Ahora que se ha celebrado los diez años del 15-M, observado con una indisimulada simpatía, creo que tiene interés comparar este movimiento con los quince años de independentismo, siempre sospechoso de precipitaciones, engaños y fracturas. Comparar es siempre un ejercicio útil, no tanto para buscar parecidos o encontrar diferencias como para ayudar a caracterizar mejor cada uno de estos dos movimientos que han determinado cambios fundamentales en la cultura y los espacios políticos de catalanes y españoles.
Lo primero que hay que señalar son los diferentes orígenes temporales y los desencadenantes, porque a menudo se han querido confundir. Así, el 15-M es indiscutiblemente hijo de la crisis económica del 2008, que en España no había sido asumida como propia hasta 2010. Y en 2011 estallaba el 15-M, expresión del malestar que de ella derivaba. En cambio, como muestran claramente las encuestas disponibles, el independentismo despierta durante los últimos cuatro años de los gobiernos de Aznar y se hace mayor con la evidencia del fracaso de la reforma del Estatut de 2006. A pesar de que no tiene fecha fundacional, es entre 2004 y el 2006 que hay que situar el giro soberanista expresado más como una esperanza que no como la indignación que era propia del 15-M. La sentencia del TC del 2010 ya es resultado de la conciencia en el Estado de cómo crecía el independentismo en Catalunya y de la voluntad de pararlo.
También diferencia radicalmente el 15-M del movimiento independentista que el primero es fruto del populismo antisistema, aquello de “los de bajo contra los de arriba” y de la antipolítica. En cambio, el soberanismo no es un movimiento rupturista con el sistema y por eso puede hacer virtud de la sonrisa. Además, es ideológicamente transversal y con una fuerte presencia de las clases medias, eso sí, camino de empobrecerse. La única ruptura que propone el soberanismo es con el estado español, pero democráticamente. Tiene una fuerte base asociativa, primero muy diversa y después concentrada en Òmnium y la ANC. Y, cuanto menos hasta la respuesta a la represión, el independentismo se muestra tranquilo.

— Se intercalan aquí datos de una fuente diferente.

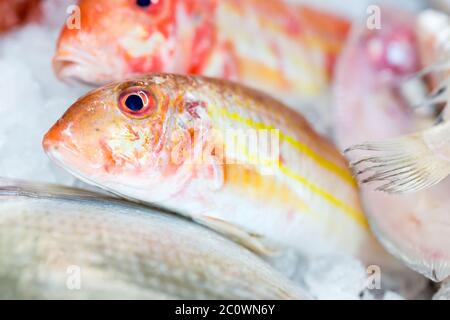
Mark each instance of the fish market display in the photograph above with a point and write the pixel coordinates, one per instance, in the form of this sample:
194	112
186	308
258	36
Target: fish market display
284	49
370	105
229	157
49	235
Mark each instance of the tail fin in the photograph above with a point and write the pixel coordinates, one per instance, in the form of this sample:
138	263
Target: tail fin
404	164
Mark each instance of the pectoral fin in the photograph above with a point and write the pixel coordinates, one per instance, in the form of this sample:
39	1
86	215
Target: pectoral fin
237	234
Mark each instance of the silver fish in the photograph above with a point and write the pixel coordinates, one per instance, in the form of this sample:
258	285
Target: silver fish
71	244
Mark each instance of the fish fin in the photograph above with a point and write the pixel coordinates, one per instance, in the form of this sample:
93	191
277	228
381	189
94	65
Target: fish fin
404	164
249	240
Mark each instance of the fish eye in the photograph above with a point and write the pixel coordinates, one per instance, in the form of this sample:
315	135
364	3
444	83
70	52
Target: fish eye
136	102
145	3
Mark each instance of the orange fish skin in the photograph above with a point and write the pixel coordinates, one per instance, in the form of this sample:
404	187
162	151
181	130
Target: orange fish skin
308	193
284	49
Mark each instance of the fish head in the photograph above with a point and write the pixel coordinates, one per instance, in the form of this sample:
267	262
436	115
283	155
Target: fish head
369	86
114	40
117	137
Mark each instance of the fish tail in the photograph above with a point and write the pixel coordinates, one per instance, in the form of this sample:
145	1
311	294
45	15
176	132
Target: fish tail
402	165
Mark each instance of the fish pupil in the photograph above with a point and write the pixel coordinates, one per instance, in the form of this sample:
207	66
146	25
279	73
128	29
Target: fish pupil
134	102
143	3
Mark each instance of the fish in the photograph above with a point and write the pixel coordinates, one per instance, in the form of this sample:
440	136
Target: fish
421	159
18	12
225	155
63	243
285	49
370	104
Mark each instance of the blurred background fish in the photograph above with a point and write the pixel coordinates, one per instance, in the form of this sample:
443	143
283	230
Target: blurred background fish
50	235
371	103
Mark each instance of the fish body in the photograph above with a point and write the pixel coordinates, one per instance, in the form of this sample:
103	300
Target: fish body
369	106
18	12
63	243
284	49
288	186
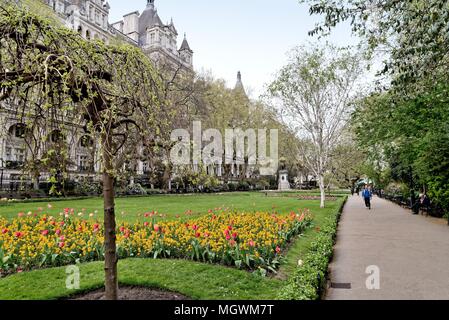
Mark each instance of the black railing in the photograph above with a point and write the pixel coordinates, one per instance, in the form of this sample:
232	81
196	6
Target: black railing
429	208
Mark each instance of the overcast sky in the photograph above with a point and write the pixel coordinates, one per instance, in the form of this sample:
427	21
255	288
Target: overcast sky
252	36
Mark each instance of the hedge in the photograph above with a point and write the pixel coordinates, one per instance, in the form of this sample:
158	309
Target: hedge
309	280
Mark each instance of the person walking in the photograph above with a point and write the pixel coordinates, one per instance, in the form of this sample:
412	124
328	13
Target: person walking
367	196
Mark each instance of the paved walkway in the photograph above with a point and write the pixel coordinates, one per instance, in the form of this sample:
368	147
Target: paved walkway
411	252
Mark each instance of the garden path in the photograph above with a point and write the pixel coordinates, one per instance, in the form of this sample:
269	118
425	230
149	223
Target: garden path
411	253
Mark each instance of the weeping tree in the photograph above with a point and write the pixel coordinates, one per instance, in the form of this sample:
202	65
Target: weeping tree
312	94
51	75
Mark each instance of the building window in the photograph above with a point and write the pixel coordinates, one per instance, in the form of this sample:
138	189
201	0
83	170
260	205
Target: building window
84	163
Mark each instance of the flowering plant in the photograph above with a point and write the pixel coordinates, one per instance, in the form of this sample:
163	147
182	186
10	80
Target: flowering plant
251	241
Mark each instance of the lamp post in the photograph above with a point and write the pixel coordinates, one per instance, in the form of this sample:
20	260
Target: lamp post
2	168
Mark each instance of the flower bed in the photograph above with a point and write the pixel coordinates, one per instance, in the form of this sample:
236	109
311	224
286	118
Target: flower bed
252	241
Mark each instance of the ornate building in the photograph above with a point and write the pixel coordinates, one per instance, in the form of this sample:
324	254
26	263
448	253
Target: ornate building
90	18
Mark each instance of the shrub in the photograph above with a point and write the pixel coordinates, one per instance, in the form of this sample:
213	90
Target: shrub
309	280
243	186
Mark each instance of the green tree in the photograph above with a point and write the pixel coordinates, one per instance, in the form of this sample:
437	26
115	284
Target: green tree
313	94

En tercer lugar, hay que observar la expresión política institucional de unos y otros. Por un lado, está la creación de Podemos. Por el otro, el giro independentista de Convergència, que se suma al horizonte de ERC y la CUP. La primera sorpresa para el 15-M se produce en las primeras elecciones españolas, en 2011, cuando, a pesar de la magnitud de las movilizaciones, el PP obtiene una gran victoria electoral. Y después de que Podemos consiguiera el 21 por ciento del voto en 2015 y 2016 –su tope–, en solo tres años su apoyo en las elecciones de 2019 baja hasta el 13 por ciento. El independentismo, en cambio, sigue una línea ascendente desde el principio, pese a las duras maniobras y amenazas del Estado. Y a pesar de la bajada de la participación, en 2021 ya supera el 51 por ciento del voto al Parlament de Catalunya. A Podemos le pone en crisis hacer política institucional. Al independentismo, en todo caso, no saberla hacer.

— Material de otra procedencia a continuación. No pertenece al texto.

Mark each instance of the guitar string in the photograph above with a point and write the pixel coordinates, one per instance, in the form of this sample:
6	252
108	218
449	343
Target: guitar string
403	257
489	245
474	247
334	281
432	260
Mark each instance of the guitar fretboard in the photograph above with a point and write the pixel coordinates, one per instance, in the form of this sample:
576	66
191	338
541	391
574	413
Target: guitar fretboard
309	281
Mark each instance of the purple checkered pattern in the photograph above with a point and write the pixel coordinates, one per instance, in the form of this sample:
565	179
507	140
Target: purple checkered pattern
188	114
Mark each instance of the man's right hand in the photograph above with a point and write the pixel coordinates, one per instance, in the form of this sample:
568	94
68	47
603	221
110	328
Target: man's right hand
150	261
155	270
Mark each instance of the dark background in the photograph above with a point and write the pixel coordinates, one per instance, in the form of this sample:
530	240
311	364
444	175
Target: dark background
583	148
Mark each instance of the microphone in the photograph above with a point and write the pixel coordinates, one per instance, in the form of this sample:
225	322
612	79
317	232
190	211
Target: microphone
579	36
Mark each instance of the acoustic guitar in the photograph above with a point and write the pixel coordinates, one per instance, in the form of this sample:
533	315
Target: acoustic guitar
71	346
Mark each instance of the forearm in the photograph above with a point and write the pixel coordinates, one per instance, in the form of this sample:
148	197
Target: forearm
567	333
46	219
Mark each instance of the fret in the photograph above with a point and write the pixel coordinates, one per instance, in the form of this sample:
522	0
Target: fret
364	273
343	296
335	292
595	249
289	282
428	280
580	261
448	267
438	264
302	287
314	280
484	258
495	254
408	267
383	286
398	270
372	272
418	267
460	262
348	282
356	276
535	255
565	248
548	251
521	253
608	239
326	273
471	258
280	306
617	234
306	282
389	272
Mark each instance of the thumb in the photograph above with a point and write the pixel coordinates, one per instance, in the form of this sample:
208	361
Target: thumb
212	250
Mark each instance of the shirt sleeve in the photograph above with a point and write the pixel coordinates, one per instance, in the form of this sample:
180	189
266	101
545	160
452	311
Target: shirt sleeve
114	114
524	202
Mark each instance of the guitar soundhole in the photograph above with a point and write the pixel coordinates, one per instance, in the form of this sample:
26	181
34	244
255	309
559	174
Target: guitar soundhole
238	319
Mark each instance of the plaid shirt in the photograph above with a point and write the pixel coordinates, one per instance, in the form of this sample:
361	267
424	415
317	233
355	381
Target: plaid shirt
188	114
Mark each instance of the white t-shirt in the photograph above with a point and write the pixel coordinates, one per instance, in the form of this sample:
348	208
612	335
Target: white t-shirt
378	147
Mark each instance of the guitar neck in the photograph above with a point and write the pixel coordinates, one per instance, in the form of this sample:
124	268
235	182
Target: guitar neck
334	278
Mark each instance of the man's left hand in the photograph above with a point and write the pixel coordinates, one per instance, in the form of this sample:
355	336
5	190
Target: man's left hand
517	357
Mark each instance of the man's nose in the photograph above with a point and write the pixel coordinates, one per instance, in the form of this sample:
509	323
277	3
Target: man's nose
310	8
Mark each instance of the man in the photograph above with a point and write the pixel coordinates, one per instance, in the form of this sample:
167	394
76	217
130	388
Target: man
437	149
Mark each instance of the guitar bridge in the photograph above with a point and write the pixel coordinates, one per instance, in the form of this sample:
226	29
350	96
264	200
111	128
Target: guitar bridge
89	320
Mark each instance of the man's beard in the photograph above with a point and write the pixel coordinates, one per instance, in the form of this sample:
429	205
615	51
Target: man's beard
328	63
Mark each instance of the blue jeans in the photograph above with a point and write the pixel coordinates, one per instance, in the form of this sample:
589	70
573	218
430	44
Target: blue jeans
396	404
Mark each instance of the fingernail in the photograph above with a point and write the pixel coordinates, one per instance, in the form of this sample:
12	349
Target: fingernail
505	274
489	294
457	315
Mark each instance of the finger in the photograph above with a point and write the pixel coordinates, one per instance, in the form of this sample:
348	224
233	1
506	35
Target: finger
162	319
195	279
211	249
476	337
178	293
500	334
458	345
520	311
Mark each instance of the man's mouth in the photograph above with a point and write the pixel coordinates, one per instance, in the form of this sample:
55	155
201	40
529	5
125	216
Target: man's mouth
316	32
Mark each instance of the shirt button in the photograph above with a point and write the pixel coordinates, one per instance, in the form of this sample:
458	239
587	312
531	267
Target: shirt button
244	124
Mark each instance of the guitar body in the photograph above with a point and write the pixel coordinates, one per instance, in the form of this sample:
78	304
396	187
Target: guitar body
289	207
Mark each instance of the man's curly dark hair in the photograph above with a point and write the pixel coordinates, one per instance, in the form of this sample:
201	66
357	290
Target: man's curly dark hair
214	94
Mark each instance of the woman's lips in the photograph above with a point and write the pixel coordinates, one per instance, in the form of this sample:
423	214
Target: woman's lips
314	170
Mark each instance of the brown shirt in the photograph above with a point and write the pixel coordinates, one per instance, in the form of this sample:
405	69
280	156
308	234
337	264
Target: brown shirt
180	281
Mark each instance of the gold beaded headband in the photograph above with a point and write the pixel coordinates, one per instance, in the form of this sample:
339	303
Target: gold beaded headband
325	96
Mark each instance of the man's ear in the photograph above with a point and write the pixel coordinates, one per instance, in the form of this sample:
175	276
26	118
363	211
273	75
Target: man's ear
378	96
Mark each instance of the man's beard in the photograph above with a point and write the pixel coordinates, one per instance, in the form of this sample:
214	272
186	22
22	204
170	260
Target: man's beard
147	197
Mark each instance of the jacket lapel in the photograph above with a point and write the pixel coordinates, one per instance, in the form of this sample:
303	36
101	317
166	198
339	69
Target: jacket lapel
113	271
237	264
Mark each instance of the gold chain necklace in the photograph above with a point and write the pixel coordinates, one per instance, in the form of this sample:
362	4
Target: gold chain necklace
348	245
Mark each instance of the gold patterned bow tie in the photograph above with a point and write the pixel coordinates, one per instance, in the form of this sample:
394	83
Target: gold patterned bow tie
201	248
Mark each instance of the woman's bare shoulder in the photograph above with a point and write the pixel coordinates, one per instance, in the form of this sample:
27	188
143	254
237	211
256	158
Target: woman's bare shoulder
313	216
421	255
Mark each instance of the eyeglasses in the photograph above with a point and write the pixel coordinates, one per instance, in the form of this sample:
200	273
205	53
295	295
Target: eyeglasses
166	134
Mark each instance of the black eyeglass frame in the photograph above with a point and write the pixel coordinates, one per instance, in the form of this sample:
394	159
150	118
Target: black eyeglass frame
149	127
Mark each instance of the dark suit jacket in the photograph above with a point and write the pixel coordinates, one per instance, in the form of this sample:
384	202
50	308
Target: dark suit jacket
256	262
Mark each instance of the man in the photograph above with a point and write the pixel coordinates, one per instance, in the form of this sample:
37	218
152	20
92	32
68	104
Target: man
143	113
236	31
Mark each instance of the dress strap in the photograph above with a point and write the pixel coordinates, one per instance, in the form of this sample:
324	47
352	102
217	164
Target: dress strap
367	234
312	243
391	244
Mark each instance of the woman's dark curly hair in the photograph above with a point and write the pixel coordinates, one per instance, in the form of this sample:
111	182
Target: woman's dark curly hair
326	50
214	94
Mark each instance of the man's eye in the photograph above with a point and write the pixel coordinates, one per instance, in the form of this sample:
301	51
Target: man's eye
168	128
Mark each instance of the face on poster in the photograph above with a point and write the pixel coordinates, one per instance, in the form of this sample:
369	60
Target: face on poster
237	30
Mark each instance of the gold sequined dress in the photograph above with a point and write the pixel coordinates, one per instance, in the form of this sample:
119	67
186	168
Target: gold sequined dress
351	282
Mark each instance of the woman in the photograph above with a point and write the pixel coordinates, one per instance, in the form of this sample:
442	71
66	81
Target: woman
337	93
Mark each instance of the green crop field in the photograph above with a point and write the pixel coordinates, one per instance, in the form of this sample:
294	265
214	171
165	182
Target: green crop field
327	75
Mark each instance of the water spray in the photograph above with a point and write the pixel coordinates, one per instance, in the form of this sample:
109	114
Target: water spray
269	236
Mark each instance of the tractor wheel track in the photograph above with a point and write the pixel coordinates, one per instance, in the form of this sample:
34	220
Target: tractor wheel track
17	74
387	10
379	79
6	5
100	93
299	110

Está claro que los dos procesos han interferido en los respectivos discursos y estrategias. Desde los inicios se vio que el 15-M, de lógica de izquierdas y española, se sentía incómodo con el independentismo, de lógica transversal y catalana. Y viceversa. De estas desavenencias se podrían escribir muchas páginas, pero el caso del Ayuntamiento de Barcelona, donde este espacio prefiere el apoyo del voto de derecha antes de reconocer la victoria independentista de ERC, es bastante sintomático.
Y en último lugar, lo que quizás es más significativo de toda la comparación entre el 15-M y el movimiento independentista es el destino actual de sus líderes. Los primeros, muy mayoritariamente, tienen cargos de representación política o se han colocado en la administración pública. Los segundos están en la prisión y el exilio, aparte de los más de tres mil afectados por la represión política y judicial. Y mientras unos "lo volverán a hacer”, los otros lo van dejando.